New approaches and methodologies are now bringing new insights into amphibians and small reptiles studies. The recent democratization of imaging technology, such as microCT-scanning, allows us to capture details never seen before in fossils preserved both in slabs and as isolated remains, and reconstruct those which were crushed and deformed. New characters and data can be implemented and used in new phylogenetic models and statistical tools, such as Bayesian Inference, ecological niche modeling, and Geometric Morphometrics, allowing us to understand the Mesozoic diversification of these animals.

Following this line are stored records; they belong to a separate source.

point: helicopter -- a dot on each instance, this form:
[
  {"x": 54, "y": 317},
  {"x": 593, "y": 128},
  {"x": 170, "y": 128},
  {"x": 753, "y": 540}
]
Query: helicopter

This thematic session aims to highlight the most recent studies on the small herpetofauna from the Mesozoic, including lissamphibians, lepidosauromorphs, and other small reptiles. We encourage contribution using recent approaches in palaeontology, but also studying this group in previously poorly reported areas. Indeed, these animals achieved a global distribution matching what is observed nowadays during the Mesozoic, but their fossil records remain scarce in some regions of the globe for certain periods of time. Therefore, description of new material is also invited as this gives new inputs on the evolutionary history and palaeobiogeography of these groups.